If you’re having trouble financing your dream home, think of Wayne Bryant, a steamfitter who ran into some major challenges in building an environmentally friendly underground house high in Colorado’s San Juan Mountains.

Bryant tried for a year to refinance a $417,000 construction loan, with no luck. The first appraiser to examine his property didn’t travel from Denver to look at it, but perhaps even more notable were the market fears over unusual homes, writes The Wall Street Journal, which points to foreclosures on several log homes in 2009, when borrowers couldn’t refinance. Eventually, a Wells Fargo & Company branch in Durango obtained an acceptable appraisal and gave the Bryants a mortgage.

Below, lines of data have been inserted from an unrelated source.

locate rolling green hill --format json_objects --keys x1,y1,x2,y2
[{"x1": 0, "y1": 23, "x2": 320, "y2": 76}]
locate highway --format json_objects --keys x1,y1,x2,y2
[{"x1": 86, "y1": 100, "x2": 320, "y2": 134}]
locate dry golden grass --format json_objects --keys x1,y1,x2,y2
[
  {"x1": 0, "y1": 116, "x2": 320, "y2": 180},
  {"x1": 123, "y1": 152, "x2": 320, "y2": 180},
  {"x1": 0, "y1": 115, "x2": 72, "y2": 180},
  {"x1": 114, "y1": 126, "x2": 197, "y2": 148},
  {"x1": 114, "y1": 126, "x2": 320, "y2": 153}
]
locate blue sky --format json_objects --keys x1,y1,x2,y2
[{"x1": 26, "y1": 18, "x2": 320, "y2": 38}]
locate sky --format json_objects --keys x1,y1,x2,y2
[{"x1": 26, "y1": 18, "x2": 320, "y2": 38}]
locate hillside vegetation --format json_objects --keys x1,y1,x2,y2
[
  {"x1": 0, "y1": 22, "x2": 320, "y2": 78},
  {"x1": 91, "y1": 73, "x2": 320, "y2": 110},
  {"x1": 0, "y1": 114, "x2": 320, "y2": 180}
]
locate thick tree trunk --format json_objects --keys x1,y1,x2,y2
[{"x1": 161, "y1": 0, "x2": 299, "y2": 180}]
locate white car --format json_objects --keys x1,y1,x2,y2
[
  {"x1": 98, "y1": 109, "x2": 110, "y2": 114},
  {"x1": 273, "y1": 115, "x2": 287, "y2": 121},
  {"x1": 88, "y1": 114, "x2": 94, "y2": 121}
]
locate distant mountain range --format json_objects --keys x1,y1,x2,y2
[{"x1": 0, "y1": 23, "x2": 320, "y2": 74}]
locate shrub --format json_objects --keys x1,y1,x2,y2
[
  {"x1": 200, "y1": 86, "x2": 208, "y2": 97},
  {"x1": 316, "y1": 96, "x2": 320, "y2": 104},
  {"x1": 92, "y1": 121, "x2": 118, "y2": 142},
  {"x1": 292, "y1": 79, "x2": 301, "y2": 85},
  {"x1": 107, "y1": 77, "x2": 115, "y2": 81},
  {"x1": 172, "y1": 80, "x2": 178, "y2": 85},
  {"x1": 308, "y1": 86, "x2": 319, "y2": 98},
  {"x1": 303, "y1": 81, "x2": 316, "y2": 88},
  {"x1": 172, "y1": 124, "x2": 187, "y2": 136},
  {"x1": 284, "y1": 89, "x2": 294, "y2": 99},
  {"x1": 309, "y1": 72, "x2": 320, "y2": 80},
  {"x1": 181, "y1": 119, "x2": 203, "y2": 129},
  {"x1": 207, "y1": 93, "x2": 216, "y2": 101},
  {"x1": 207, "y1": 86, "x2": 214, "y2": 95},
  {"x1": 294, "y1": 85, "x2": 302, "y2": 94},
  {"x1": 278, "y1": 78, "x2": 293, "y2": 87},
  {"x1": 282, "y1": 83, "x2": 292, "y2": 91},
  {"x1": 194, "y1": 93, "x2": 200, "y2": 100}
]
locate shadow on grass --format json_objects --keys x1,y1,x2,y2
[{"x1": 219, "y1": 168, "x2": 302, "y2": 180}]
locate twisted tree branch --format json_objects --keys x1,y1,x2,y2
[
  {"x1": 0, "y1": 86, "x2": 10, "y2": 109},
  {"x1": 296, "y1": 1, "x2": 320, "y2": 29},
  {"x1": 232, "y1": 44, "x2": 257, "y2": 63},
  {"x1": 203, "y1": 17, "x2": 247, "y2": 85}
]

“People like us that want to build these types of homes—we’re basically at the mercy of the mortgage companies,” Bryant says.

Of course, the recent economic downturn doesn’t help, and Colorado’s financial institutions continue to struggle, according to The Denver Post. The number of banks struggling with high levels of delinquent loans rose from 13 three years ago to 70 today. About one-third of the state’s banks lost money last year, a trend that experts say reflect a need for closer supervision of institutions. Yet, Colorado is approaching its 17th straight month without a full-time banking commissioner to oversee regulation of banks.

“It’s cause for concern—something that would give rise to consideration of whether these banks need a higher level of scrutiny,” says Fred Gibson, deputy inspector general for the FDIC, which aids the state in bank inspections.